Ein buchiges Hallo an euch,

heute berichte ich ein wenig von meinen Leseeindrücken zu „Falling Kingdoms: Flammendes Erwachen“ von Morgan Rhodes. Dabei handelt es sich um den Ende letztes Jahres veröffentlichten Auftakt einer bisher sechsteiligen Reihe, dessen beide Fortsetzungen bereits im Januar und Februar erschienen. Ist man also für die Geschichte „entflammt“, kann man die Hälfte bequem in einem Rutsch durchlesen, ohne lästiges Warten. Vielen Dank dafür an den Verlag, denn als Fantasy-Fan ist man ja Kummer gewohnt und muss oft lange Wartezeiten in Kauf nehmen. Die „Game of Thrones“-Jünger unter uns können ein Lied davon singen, auch wenns hier nicht am Verlag, sondern am Autoren selbst liegt. Und wo wir gerade beim Thema „Game of Thrones“ sind: Man geizt bei dem Bewerben von „Falling Kingdoms“ nicht mit dem Vergleich zu Martins Fantasy-Epos. Zugegeben keine neue Idee und dieser Vergleich wird genauso inflatinär gebraucht, wie einst Tolkiens „Herr der Ringe“ und „Der Hobbit“- wir Mittelerde-Fans freuen uns übrigens seit dem aufkommenden Hype im Jahre 2011 ein Loch in den Bauch, dass dieser Quatsch endlich ein Ende hat und nun auch mal ein anderes Fantasy-Meisterwerk den Buchrücken hinhalten darf.
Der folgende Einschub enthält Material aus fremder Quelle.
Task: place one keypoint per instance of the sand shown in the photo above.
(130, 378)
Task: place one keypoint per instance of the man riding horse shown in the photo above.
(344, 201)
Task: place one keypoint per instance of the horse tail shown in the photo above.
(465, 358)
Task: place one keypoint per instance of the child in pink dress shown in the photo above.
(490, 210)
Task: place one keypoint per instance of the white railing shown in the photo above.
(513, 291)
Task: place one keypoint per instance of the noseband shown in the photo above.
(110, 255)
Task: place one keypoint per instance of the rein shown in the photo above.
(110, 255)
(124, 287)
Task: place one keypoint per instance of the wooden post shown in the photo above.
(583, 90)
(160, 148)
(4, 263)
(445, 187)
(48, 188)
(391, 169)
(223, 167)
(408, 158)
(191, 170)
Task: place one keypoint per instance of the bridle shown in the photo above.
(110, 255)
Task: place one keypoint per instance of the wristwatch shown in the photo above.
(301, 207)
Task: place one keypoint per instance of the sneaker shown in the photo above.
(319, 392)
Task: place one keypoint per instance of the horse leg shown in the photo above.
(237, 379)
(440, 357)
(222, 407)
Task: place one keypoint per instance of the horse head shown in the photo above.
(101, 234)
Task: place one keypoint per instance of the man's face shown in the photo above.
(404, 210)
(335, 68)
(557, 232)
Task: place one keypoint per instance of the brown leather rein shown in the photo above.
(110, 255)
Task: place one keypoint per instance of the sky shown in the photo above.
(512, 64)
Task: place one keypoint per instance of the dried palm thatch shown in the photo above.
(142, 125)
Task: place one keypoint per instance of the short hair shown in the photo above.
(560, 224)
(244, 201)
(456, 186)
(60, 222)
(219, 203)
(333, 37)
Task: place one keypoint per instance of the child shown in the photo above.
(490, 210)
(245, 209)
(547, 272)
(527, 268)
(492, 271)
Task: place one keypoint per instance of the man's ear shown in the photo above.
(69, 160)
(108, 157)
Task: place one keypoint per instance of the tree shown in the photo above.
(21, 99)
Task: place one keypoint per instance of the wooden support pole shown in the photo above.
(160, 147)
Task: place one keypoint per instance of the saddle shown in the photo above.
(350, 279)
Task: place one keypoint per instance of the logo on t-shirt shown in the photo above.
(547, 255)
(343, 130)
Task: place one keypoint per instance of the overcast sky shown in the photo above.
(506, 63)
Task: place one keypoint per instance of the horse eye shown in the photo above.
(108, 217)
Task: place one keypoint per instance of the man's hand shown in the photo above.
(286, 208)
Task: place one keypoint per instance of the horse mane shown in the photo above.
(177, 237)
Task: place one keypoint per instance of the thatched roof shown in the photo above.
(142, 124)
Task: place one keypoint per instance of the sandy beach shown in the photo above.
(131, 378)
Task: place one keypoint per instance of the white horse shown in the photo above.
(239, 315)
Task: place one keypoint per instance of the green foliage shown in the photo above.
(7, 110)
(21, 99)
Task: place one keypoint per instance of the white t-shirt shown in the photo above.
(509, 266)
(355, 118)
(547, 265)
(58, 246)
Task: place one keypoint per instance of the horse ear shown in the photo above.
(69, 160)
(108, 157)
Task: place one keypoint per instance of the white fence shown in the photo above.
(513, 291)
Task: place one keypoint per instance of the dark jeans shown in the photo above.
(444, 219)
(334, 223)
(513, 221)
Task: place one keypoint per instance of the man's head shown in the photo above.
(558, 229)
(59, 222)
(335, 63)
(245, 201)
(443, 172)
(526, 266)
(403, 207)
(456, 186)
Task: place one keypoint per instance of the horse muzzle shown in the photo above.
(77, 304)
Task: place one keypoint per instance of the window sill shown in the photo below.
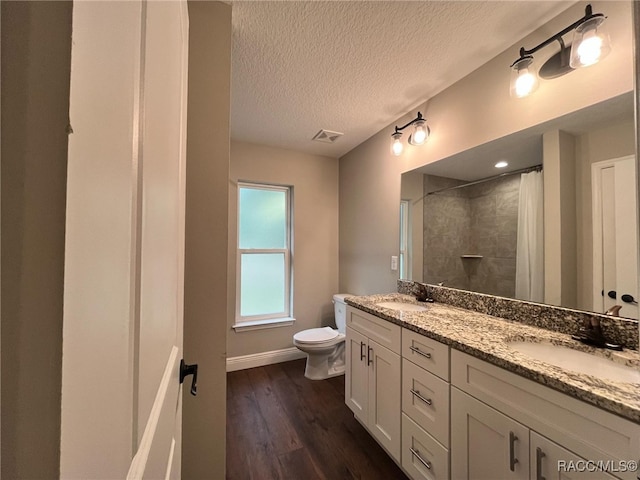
(260, 324)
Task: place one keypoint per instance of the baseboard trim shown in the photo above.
(264, 358)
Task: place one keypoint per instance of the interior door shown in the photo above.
(124, 265)
(615, 233)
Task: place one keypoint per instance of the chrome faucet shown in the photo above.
(422, 292)
(591, 331)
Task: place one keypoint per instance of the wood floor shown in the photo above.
(280, 425)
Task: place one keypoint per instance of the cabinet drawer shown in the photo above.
(377, 329)
(425, 398)
(422, 455)
(426, 353)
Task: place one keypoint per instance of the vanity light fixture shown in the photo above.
(419, 135)
(590, 45)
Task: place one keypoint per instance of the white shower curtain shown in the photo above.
(530, 246)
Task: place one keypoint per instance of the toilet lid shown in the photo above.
(316, 335)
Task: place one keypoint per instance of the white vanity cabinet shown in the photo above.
(425, 407)
(485, 443)
(372, 376)
(506, 426)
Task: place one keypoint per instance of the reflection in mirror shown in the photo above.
(557, 225)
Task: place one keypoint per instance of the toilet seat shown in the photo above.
(314, 336)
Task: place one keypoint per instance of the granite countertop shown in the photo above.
(486, 337)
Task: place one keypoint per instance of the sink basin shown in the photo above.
(577, 361)
(402, 307)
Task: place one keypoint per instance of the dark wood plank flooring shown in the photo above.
(280, 425)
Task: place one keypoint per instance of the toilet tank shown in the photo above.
(340, 309)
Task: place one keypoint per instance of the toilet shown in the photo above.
(325, 346)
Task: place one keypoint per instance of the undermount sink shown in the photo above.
(402, 307)
(577, 361)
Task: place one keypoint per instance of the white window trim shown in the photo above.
(261, 324)
(278, 319)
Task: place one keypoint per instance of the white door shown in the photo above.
(124, 256)
(615, 224)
Warum der Vergleich mit „Game of Thrones“ im Falle von „Falling Kingdoms: Flammendes Erwachen“ aber ausnahmsweise einmal angebracht ist, erfahrt ihr in der folgenden Rezension. Eine Warnung vorweg: Lest sie bitte mit dem gleichen Augenzwinkern mit der ich sie auch geschrieben habe 😉

„Perfektes Lesefutter für Fans von >Game of Thrones<.“ tor.com

Das Reich des Westens steht vor einer dunklen Zeitenwende. Drei Königreiche ringen um die Macht, drei Königshäuser kämpfen ums Überleben. Die junge Cleiona von Bellos muss sich auf die gefahrvolle Reise durch eine untergehende Welt begeben, wenn sie die alte Magie der Elemente wiedererwecken und dadurch ihr Königreich retten will. Denn zwei Heere ziehen gegen ihr Haus in den Krieg. Unter den Angreifern sind Jonas, der aufbrausende junge Berater des Königs von Paelsia, und Magnus, der kühle Thronfolger von Limeros. Die Schicksale der drei jungen Menschen sind untrennbar miteinander verbunden, und inmitten von blutigen Schlachten und höfischen Intrigen müssen sie bald erkennen, dass das Herz tödlicher sein kann als das Schwert.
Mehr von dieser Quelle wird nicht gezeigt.